# I went to a Zumba class



## ApathyDivine (Feb 28, 2012)

My mom has been begging me for ages to go with her to a Zumba class, but every time I say no, being nervous about working out in front of other people and about how my body looks.

Well this time I actually agreed to go, because another family member was going to, and wanted me to be there.

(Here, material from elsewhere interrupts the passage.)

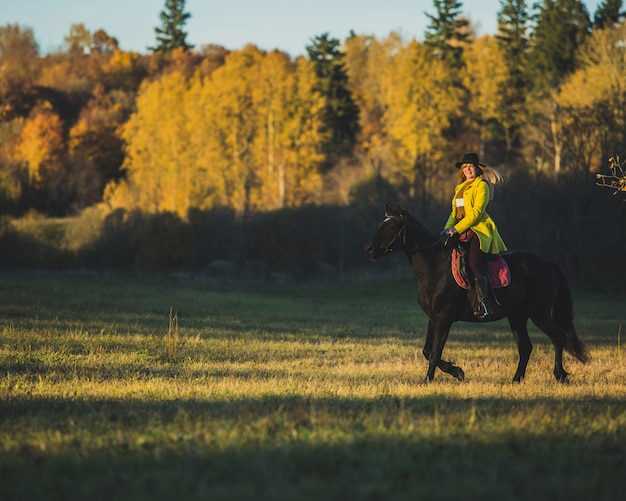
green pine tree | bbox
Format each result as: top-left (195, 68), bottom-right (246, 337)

Whatever misgivings I originally had are gone now, I actually had a lot of fun! I didn't do the moves perfect, but I tried my best, and my mom was right, no one looks at you at all, they're all too busy doing their own thing. And I know I complain about my weight a lot, but I'm actually not as bad as I thought. I feel quite good about myself, I'm going to be going back next week


----------



## harrison (Apr 14, 2012)

*Hi from Australia.*

Wow, that's great - I don't think I'd have the nerve to do that.

Good for you!


----------



## ApathyDivine (Feb 28, 2012)

I honestly get a better workout doing my Insanity videos at home, I hardly broke a sweat, but it was nice to do something different, it was fun


----------



## northstar1991 (Oct 4, 2011)

That's great! It's so fun to go to zumba classes!


----------



## snowyowl (Jan 22, 2012)

That's amazing, good for you!


----------



## BobtheBest (Aug 27, 2011)

You should do this more often, I love zumba dance. :yay


----------



## ApathyDivine (Feb 28, 2012)

Well I'm going next Monday. There's also a Tuesday class, it's a bit longer, but I might do that one as well


----------